Retinal detachment, the separation of the neural retina from the retinal pigmented epithelium, starts a cascade of events that results in cellular changes throughout the retina. While the degeneration of the light sensitive photoreceptor outer segments is clearly an important event, there are many other cellular changes that have the potential to significantly effect the return of vision after successful reattachment. Using animal models of detachment and reattachment we have identified many cellular changes that result in significant remodeling of the retinal tissue. These changes range from the retraction of axons by rod photoreceptors to the growth of neurites into the subretinal space and vitreous by horizontal and ganglion cells. Some neurite outgrowths, as in the case of rod bipolar cells, appear to be directed towards their normal presynaptic target. Horizontal cells may produce some directed neurites as well as extensive outgrowths that have no apparent target. A subset of reactive ganglion cells all fall into the latter category. Muller cells, the radial glia of the retina, undergo numerous changes ranging from proliferation to a wholesale structural reorganization as they grow into the subretinal space (after detachment) or vitreous after reattachment. In a few cases have we been able to identify molecular changes that correlate with the structural remodeling. Similar changes to those observed in the animal models have now been observed in human tissue samples, leading us to conclude that this research may help us understand the imperfect return of vision occurring after successful reattachment surgery. The mammalian retina clearly has a vast repertoire of cellular responses to injury, understanding these may help us improve upon current therapies or devise new therapies for blinding conditions.

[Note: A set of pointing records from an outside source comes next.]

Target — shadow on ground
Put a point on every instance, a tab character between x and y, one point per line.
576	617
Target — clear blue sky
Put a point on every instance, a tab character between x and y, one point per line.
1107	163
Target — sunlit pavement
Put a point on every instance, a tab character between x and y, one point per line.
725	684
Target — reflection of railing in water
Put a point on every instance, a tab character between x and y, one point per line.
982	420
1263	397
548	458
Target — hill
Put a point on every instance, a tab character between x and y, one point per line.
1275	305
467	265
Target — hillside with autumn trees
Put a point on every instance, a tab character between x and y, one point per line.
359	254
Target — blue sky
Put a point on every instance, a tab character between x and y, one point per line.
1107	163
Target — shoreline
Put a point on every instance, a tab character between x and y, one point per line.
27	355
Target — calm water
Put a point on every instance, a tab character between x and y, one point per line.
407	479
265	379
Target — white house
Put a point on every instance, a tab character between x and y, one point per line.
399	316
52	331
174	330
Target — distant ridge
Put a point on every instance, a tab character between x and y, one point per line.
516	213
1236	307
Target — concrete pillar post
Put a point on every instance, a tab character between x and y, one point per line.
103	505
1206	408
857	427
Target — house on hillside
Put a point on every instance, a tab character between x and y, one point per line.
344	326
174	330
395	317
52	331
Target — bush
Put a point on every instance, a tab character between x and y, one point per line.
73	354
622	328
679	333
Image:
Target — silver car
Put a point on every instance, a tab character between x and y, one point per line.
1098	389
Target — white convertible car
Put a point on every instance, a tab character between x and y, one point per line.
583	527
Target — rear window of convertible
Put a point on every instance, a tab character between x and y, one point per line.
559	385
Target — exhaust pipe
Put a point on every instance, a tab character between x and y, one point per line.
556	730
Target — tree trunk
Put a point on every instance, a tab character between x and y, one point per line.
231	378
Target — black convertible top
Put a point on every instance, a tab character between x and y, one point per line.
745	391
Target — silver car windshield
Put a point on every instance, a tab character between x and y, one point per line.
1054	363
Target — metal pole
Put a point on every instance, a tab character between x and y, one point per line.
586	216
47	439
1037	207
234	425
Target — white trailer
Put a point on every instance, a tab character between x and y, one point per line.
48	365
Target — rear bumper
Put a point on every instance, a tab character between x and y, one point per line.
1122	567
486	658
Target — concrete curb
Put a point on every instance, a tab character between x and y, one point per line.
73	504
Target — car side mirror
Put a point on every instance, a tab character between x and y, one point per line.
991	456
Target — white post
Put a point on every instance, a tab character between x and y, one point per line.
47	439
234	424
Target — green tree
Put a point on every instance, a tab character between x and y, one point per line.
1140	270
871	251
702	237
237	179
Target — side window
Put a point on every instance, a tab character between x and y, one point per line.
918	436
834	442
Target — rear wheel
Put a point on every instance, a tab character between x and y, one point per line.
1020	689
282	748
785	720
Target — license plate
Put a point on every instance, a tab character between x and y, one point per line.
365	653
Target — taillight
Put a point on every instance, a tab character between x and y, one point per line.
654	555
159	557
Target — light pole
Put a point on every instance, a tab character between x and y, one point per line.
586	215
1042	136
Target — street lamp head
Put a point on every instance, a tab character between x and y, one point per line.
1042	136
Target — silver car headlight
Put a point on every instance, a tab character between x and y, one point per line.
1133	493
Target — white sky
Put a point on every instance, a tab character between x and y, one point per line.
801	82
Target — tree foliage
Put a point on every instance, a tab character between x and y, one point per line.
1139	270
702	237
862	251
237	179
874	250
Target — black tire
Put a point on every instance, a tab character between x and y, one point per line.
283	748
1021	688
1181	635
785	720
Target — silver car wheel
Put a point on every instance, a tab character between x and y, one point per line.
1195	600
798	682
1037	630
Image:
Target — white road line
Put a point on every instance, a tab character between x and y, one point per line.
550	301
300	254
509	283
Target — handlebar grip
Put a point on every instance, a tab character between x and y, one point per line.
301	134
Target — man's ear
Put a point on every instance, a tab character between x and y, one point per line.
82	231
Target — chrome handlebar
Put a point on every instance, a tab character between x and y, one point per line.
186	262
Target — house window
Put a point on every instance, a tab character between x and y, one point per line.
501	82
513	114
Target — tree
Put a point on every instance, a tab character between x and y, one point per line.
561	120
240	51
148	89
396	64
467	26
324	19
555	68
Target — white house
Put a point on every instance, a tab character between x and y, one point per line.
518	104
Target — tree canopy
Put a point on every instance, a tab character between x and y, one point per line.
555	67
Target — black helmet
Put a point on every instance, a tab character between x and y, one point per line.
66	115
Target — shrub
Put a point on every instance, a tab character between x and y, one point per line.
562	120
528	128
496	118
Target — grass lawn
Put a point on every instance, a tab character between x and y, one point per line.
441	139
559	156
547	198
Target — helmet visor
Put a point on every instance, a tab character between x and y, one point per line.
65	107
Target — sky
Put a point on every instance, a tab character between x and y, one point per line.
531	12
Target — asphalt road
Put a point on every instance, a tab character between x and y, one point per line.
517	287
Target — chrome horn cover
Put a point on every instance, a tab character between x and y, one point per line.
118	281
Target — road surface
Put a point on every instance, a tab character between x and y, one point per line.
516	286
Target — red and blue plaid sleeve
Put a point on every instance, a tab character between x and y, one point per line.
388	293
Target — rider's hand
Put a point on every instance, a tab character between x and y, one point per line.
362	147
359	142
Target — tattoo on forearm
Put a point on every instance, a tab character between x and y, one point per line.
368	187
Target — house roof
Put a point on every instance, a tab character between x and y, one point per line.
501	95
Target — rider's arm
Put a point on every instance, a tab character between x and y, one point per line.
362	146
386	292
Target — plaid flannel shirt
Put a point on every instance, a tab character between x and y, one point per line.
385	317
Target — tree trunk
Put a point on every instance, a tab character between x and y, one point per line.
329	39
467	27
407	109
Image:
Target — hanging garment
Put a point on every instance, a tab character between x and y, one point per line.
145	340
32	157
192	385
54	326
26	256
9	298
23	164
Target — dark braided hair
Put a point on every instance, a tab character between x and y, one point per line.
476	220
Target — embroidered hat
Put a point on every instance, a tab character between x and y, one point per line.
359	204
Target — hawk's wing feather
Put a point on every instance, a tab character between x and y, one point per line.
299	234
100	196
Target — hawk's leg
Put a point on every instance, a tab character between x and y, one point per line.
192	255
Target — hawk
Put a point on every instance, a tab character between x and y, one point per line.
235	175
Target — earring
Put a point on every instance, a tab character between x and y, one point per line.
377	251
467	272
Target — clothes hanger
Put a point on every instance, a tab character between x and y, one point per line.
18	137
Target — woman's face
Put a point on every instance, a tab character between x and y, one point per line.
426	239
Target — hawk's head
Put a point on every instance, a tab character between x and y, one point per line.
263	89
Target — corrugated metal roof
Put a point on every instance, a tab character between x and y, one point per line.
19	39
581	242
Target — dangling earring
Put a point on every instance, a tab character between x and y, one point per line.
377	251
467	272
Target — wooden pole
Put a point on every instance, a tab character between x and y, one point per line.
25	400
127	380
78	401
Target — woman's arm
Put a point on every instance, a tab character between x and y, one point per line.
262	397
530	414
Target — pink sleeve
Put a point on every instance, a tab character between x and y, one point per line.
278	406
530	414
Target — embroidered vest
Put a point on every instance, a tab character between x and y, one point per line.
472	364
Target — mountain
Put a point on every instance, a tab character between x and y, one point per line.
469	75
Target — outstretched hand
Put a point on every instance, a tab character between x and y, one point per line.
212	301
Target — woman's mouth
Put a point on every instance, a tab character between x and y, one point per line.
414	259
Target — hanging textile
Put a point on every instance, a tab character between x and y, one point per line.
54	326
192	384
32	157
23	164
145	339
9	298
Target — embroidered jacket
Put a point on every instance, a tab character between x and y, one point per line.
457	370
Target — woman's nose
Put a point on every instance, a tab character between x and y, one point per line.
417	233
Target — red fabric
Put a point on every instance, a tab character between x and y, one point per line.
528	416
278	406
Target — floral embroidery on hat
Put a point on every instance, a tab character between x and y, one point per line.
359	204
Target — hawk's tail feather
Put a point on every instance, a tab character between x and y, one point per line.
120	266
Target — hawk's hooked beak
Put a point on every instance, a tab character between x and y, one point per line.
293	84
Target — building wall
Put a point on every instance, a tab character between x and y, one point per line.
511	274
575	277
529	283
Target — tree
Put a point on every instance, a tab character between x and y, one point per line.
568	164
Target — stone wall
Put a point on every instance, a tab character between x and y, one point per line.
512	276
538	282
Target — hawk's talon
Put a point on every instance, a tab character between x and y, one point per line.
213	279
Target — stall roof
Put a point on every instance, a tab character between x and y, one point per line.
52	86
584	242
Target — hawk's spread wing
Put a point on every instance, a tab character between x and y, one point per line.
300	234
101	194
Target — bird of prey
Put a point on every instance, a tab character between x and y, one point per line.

机译:视网膜脱离,即神经视网膜与视网膜色素上皮的分离,引发一系列事件,从而导致整个视网膜的细胞变化。虽然光敏感光器外部片段的变性显然是重要的事件,但在成功重新连接后,还有许多其他细胞改变可能会显着影响视力恢复。使用分离和重新附着的动物模型,我们已经鉴定出许多细胞变化,这些变化导致视网膜组织的显着重塑。这些变化的范围从杆状光感受器的轴突收缩到神经突向水平细胞和神经节细胞向视网膜下间隙和玻璃体的生长。如杆状双极细胞的情况,一些神经突生长似乎是针对其正常的突触前靶标。水平细胞可能会产生一些定向的神经突以及没有明显靶标的大量突起。反应性神经节细胞的子集全部属于后一类。穆勒细胞是视网膜的放射状胶质细胞,随着它们长入视网膜下腔(分离后)或玻璃体重新附着后,会发生从增殖到整体结构重组的许多变化。在少数情况下,我们已经能够鉴定出与结构重塑相关的分子变化。现在已经在人体组织样本中观察到了与在动物模型中观察到的相似的变化,这使我们得出结论,这项研究可能有助于我们理解成功进行重新附着手术后视力的不完全恢复。哺乳动物视网膜显然具有大量的细胞对损伤的反应,了解这些可以帮助我们改善目前的治疗方法或为致盲条件设计新的治疗方法。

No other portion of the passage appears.